A short lesson in Last Planner System Pull Planning as taught by an old school superintendent by asking some simple questions – a lesson in humility.
Last Planner System Pull Planning Lesson Learned
The Last Planner System™(LPS) will help you deliver a project on time.
Let’s be clear though, it is very difficult to manage—in fact, I can guarantee that using LPS™ the first time will not deliver to your expectations. Especially if you are a superintendent.
As superintendents, we often look to push schedules. We have a basic need to start activities when we feel they must be started. Whether you are pushing a CPM schedule or utilizing pull planning, that basic need to start the activity as planned drives us to make sure it happens. Giving control to contractors is not what we like to do.
The Story:
I recently learned something regarding managing LPS™. I watched a more experienced superintendent come to my project, go up to the pull plan, and ask questions related to the activities that were on the board. This superintendent did not necessarily have a ton of experience with LPS™, but he asked a few simple questions that engaged our team in a very different way.

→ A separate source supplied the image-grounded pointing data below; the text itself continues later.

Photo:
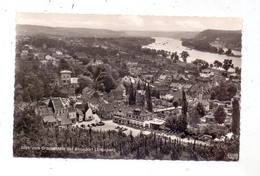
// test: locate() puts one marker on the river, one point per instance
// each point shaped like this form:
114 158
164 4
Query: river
174 45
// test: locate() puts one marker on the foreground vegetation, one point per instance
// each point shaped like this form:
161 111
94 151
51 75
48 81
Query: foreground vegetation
30 132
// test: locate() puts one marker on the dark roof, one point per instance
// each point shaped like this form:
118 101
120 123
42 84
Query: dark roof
108 107
80 54
57 103
44 110
71 109
65 121
177 94
80 106
49 118
80 112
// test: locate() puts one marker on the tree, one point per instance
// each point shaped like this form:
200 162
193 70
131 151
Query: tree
184 103
184 55
182 123
138 85
194 116
235 116
131 98
107 80
175 104
84 81
201 109
149 100
86 107
171 122
228 52
227 64
220 51
220 115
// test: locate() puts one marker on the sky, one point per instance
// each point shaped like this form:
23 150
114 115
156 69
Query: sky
129 22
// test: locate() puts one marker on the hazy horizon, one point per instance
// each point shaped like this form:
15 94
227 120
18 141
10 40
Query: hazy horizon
129 22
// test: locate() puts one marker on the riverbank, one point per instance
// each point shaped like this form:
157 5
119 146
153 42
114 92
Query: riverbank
174 45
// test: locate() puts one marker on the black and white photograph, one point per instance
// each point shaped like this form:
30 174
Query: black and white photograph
132 87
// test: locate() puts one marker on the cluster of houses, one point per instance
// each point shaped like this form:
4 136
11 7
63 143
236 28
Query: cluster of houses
60 112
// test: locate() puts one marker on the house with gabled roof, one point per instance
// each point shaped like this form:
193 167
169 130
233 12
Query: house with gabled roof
72 114
107 110
49 120
59 109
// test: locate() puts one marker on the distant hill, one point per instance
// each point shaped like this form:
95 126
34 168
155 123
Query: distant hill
224 37
64 31
170 34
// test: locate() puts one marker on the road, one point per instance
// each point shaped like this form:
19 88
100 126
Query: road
110 125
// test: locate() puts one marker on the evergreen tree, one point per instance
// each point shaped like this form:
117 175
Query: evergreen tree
201 109
220 115
131 95
235 116
184 103
86 107
138 86
149 100
26 96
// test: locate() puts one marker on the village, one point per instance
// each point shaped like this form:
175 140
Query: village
96 109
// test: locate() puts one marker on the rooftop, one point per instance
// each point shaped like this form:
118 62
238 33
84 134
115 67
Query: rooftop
49 118
74 80
57 103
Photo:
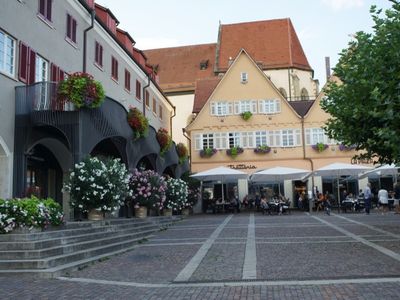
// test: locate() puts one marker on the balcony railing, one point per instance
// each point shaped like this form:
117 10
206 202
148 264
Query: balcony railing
42 96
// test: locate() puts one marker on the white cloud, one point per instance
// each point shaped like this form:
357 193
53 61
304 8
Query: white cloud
337 5
144 43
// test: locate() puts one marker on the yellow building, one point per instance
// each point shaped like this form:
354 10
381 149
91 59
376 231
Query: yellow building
285 132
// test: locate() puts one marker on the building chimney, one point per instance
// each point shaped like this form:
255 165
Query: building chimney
328 67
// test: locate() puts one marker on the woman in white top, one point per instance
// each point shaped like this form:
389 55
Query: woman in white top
383 197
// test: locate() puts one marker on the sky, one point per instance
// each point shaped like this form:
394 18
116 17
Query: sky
324 27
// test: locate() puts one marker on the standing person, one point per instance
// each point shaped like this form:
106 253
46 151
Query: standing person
383 198
367 197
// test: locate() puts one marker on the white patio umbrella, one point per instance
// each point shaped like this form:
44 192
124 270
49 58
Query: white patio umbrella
340 169
278 174
222 174
381 171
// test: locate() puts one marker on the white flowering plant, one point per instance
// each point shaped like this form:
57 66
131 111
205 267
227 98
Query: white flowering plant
29 212
148 189
177 194
100 184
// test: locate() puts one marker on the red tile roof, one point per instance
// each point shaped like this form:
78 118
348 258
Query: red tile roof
274 43
203 91
179 67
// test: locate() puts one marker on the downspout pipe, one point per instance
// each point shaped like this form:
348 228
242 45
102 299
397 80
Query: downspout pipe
190 147
303 135
144 95
93 14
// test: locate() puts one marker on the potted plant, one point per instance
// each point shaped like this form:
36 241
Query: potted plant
98 186
148 191
164 140
246 115
81 90
234 151
208 152
320 147
138 122
182 152
176 195
262 149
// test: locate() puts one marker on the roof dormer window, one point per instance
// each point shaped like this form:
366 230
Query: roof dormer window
244 77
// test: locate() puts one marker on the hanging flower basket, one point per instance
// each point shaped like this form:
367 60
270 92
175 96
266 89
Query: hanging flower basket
164 140
246 115
208 152
82 90
320 147
343 147
262 149
138 122
234 151
182 152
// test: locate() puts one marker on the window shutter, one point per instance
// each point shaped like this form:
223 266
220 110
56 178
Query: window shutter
31 66
277 105
23 62
212 106
298 137
48 9
69 20
41 7
254 106
74 24
54 73
197 141
261 106
237 111
229 108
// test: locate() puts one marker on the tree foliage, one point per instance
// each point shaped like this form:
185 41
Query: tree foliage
364 103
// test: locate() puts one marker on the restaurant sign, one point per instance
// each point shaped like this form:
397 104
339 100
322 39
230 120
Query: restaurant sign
242 167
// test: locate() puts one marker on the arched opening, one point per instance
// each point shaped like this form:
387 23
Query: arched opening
169 171
304 94
283 92
44 175
146 163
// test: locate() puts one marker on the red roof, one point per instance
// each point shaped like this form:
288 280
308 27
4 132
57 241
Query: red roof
203 91
272 43
179 67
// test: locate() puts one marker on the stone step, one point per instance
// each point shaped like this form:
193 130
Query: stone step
64 259
71 248
65 231
42 244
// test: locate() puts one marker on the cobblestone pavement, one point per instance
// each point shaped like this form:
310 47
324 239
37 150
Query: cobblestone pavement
242 256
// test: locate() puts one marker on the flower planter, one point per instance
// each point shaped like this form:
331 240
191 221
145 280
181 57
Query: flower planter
141 212
95 215
167 212
185 211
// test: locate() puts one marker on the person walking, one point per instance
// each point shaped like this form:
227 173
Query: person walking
383 198
367 197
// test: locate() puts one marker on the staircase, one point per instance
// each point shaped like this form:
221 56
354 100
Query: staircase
54 252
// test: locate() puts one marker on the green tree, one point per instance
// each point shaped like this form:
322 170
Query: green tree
364 103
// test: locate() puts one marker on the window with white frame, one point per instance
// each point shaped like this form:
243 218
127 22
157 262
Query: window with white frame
221 108
245 105
208 140
290 137
234 139
317 135
244 77
269 106
7 54
247 139
220 140
41 69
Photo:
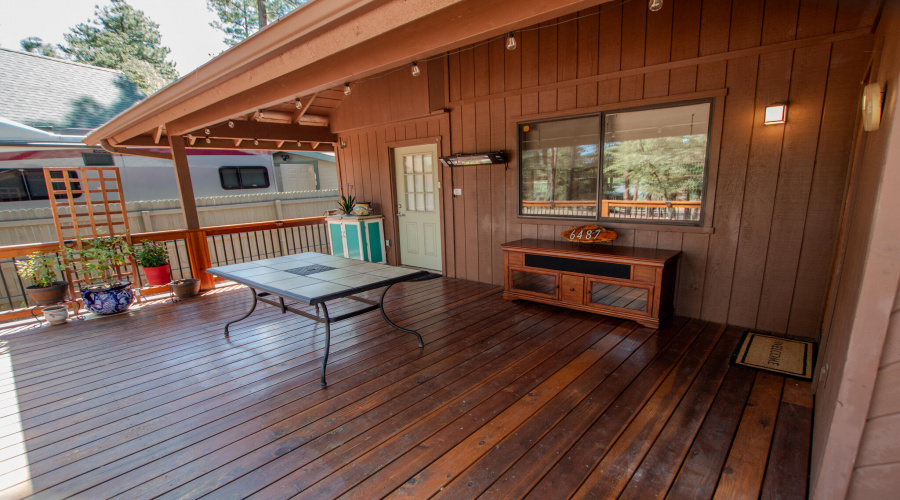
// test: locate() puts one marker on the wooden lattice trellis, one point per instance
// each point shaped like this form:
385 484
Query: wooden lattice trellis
87 202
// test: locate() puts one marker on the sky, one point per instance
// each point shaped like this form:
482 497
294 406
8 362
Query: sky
183 24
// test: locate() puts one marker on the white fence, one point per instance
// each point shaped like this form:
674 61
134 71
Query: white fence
36 225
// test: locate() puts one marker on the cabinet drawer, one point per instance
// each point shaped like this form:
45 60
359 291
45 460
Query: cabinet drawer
643 274
572 289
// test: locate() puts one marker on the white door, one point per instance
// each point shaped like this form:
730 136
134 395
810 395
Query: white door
418 206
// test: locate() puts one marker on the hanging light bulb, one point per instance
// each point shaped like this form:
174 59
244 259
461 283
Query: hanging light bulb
511 41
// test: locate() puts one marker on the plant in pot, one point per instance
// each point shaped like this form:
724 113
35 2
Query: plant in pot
346 202
154 258
41 269
101 259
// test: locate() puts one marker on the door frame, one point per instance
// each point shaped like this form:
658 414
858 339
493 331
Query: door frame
395 231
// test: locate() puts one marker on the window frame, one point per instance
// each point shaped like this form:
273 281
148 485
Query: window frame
716 98
601 179
238 169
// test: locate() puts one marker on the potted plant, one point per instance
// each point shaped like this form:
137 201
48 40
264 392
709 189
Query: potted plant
154 258
101 258
41 269
345 204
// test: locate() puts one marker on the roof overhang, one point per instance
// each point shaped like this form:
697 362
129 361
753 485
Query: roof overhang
316 48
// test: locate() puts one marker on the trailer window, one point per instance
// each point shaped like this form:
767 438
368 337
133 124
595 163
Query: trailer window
27 184
244 177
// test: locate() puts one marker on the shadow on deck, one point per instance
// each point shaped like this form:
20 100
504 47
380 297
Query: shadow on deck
507 399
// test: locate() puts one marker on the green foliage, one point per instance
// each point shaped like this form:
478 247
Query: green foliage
345 204
36 45
151 254
101 259
661 168
239 19
40 268
121 37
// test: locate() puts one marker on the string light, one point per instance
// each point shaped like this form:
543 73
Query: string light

- “Have you noticed that your pull plan is calling for 86 people working on the same floor, in the same areas, and on the same week?”
- “Why do we have only two trade’s activities on the board for these few weeks at this time?”
- “Why are there so many trade’s activities on the board immediately after this one activity?”
- “Where are these 86 additional people going to park?”
By directing these questions to the group, several answers and concerns were raised, and the foremen began talking over each other. But I quickly realized that the questions he asked were not for our trade partners—they were for ME and the other superintendents!
With only four questions, this superintendent identified a bottleneck to workflow, an addition of resources with no plan to accommodate, and an opportunity to level out our project resources. When I realized this, my superintendent ego flared up and I wanted to tell him that we would get the work done and for him to go worry about his own job. But then the Lean builder in me allowed me to be humbled and learn a very important lesson.
Use the pull plan for “big picture” thinking. The trade contractors will focus on their tasks and do their best to perform per the plan on the board. The general contractor can review the pull plan for working out logistics issues, bottlenecks of work, and keeping a steady flow of activities.
In other words, I learned to stop using the pull schedule to push the work.